The Cauchy-Schwarz Inequality and proofs


The Cauchy-Schwarz Inequality is a very significant result, and takes numerous forms in a number of areas. Over the real numbers and with the dot product (a special case of the inner product), it states that

\[\bigg( \sum_{i=1}^{n}a_{i}b_{i} \bigg)^{2} \leq \bigg( \sum_{i=1}^{n}a_{i}^{2} \bigg)^{2}\bigg( \sum_{i=1}^{n}b_{i}^{2} \bigg)^{2}.\]


If we use the inner product, the Cauchy-Schwarz Inequality is as follows:

Theorem (Cauchy-Schwarz Inequality)

Let \(|v\rangle\) and \(|w\rangle\) be vectors. Then

\[\begin{equation*} |\langle v | w \rangle|^{2} \leq \langle v | v \rangle \langle w | w \rangle. \end{equation*}\]


Proof I. We can prove this in two ways. The first way is more complex, but utilizes the previously developed outer product. Recalling that \(\left\Vert |w\rangle \right\Vert = \sqrt{\langle w|w\rangle}\), we can obtain the first member of an orthonormal basis \(|i\rangle\) to be

\[\begin{equation*} \frac{|w\rangle}{\sqrt{\langle w|w\rangle}}. \end{equation*}\]

Using the definition of the identity \(I\) in terms of the outer product, we have

\[\begin{align*} \langle v | v \rangle \langle w | w \rangle & = \bigg(\sum_{i}|i\rangle \langle i|\bigg)\langle v | v \rangle \langle w | w \rangle \\ & = \sum_{i}\langle v | v \rangle |i\rangle \langle i| \langle w | w \rangle \\ & = \sum_{i}\langle v | i \rangle \langle i | v \rangle \langle w | w \rangle. \end{align*}\]


Notice that \(\sum_{i}\langle v | i \rangle \langle i | v \rangle \geq \frac{\langle v | w \rangle \langle w | v \rangle}{\langle w | w \rangle}\). This is somewhat obvious, because we are taking the sum, running through all \(i\)s, which yields a sum of values, whereas the \(RHS\) is the same but divided by \(\langle w | w \rangle\). There is, however, an exception when either vector is a multiple of the other, in which case we have equality. Then

\[\begin{align*} \langle v | v \rangle \langle w | w \rangle & \geq \frac{\langle v | w \rangle \langle w | v \rangle}{\langle w | w \rangle} \langle w | w \rangle \\ & = \langle v | w \rangle \langle w | v \rangle \\ & = \left\Vert \langle v | w \rangle \right\Vert^{2}. \end{align*}\]


If either vector is a multiple of the other, then we have equality.

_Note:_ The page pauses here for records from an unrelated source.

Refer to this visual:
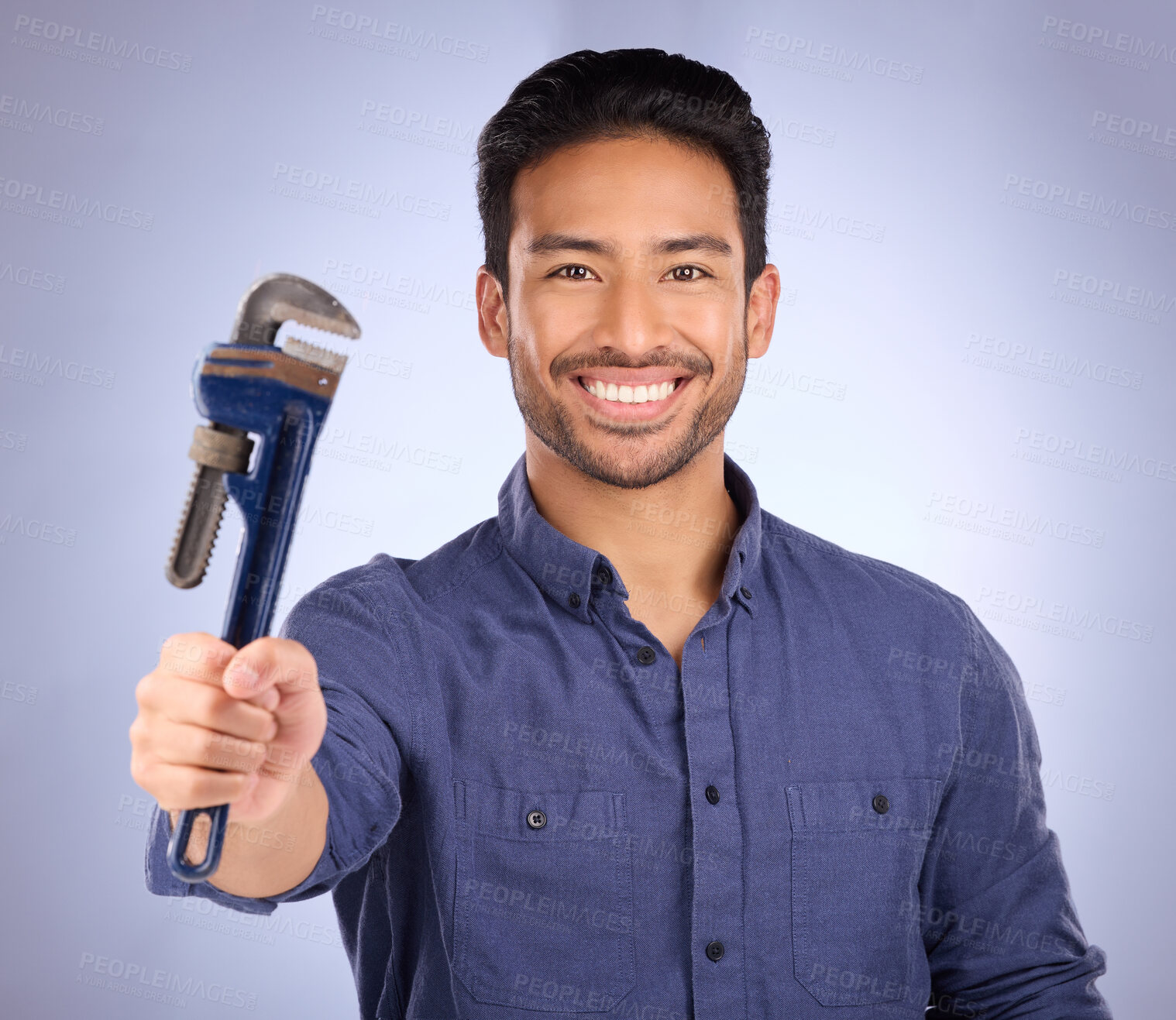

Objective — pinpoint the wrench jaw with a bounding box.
[233,273,360,345]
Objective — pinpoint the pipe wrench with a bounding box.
[165,273,360,882]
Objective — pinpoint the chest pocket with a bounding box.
[787,778,943,1006]
[454,779,636,1013]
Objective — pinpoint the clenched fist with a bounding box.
[129,632,327,823]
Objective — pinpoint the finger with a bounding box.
[223,637,318,698]
[143,719,268,772]
[143,761,256,811]
[142,673,277,740]
[159,631,236,688]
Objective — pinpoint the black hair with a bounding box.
[477,50,772,303]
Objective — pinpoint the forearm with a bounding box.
[168,761,328,898]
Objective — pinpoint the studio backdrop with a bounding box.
[0,0,1176,1020]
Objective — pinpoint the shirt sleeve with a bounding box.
[920,596,1112,1020]
[145,582,413,914]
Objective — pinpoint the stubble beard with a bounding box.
[507,322,748,489]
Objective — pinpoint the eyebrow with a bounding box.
[524,232,733,259]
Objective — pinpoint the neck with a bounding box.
[527,429,741,620]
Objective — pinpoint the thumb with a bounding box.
[221,652,269,704]
[221,637,318,711]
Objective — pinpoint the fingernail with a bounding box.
[225,659,261,691]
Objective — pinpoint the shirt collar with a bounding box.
[497,452,763,623]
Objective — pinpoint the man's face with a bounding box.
[479,132,779,489]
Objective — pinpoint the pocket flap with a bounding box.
[787,777,943,834]
[454,779,624,843]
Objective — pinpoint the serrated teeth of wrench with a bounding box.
[165,464,228,588]
[282,336,347,375]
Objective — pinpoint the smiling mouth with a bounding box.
[576,375,690,404]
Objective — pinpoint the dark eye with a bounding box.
[549,266,592,280]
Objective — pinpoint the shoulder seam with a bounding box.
[761,522,958,602]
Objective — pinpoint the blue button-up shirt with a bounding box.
[147,456,1110,1020]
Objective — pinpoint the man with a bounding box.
[130,50,1110,1020]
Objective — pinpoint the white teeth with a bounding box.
[579,379,677,404]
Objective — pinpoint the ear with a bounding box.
[474,266,509,357]
[747,262,779,357]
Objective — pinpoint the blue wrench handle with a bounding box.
[167,804,228,882]
[167,345,338,882]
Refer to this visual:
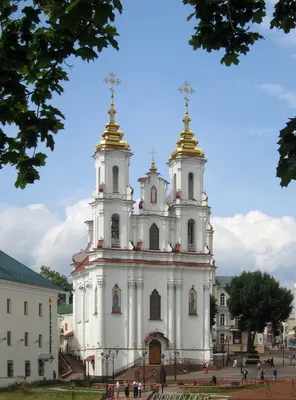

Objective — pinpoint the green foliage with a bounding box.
[183,0,296,187]
[39,265,73,293]
[225,271,293,352]
[210,294,218,329]
[0,0,122,189]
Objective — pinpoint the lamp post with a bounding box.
[239,343,244,374]
[142,350,148,390]
[173,350,179,382]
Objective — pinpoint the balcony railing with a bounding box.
[111,238,120,249]
[188,244,195,252]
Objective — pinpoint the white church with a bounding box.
[72,74,216,376]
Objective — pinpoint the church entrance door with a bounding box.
[149,339,161,364]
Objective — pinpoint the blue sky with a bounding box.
[0,0,296,217]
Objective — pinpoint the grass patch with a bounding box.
[0,389,102,400]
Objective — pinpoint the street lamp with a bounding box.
[173,350,179,382]
[226,336,230,362]
[142,350,148,389]
[239,343,244,374]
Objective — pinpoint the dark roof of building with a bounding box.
[216,276,233,287]
[58,304,73,315]
[0,250,62,292]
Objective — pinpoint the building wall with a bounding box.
[0,280,59,386]
[74,264,211,375]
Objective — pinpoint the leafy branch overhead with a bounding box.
[183,0,296,186]
[0,0,122,189]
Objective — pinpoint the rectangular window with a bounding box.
[6,331,11,346]
[25,332,29,346]
[24,301,29,315]
[25,361,31,376]
[6,299,11,314]
[7,361,13,378]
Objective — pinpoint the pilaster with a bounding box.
[96,275,106,348]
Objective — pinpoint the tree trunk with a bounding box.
[247,328,253,353]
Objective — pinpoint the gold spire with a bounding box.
[171,81,204,158]
[149,148,157,172]
[95,72,129,151]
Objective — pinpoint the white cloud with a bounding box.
[257,83,296,108]
[0,199,296,282]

To show this, let \(|w\rangle = z|v\rangle\) for some number \(z\). Then

\[\begin{align*} \langle v | v \rangle \langle w | w \rangle & = ( |v\rangle , |v\rangle) ( z|v\rangle , z|v\rangle), \text{and by linearity and conjugate linearity in both arguments} \\ & = ( |v\rangle , |v\rangle)zz^{*}( |v\rangle, |v\rangle) \\ & = \left\Vert z \right\Vert^{2}(\langle v | v \rangle)^{2}. \end{align*}\]


Furthermore,

\[\begin{align*} |\langle v | w \rangle|^{2} & = |(|v\rangle, z|v\rangle|^{2} \\ & = \left\Vert z(|v\rangle, |v\rangle \right\Vert^{2} \\ & = \left\Vert z \right\Vert^{2}|(\langle v |v\rangle)^{2}, \end{align*}\]


which is obviously equivalent to what we just derived, so we have shown when equality holds, and we are done.


Proof II. The second way to prove this is by far simpler, but we will be using the dot product instead of the inner product. Recall that the dot product of two vectors \(v\) and \(w\) is given as

\[\begin{equation*} v \cdot w = \left\Vert v \right\Vert \left\Vert w \right\Vert \cos{\theta} \end{equation*},\]


where \(\theta = |\arg{v} - \arg{w}|\). Since we know that \(\cos{\theta}\leq 1\) for all \(\theta\), we can write this as the inequality

\[\begin{align*} v\cdot w & \leq \left\Vert v \right\Vert \left\Vert w \right\Vert \\ (v\cdot w)^{2} & \leq \left\Vert v \right\Vert^{2} \left\Vert w \right\Vert^{2} \\ (v\cdot w)^{2} & \leq (v\cdot v)(w\cdot w), \end{align*}\]


which is Cauchy-Schwarz. Equality holds if either vector is a scalar multiple of the other because scaling a vector by a scalar does not change its argument.


(3 June, 2023)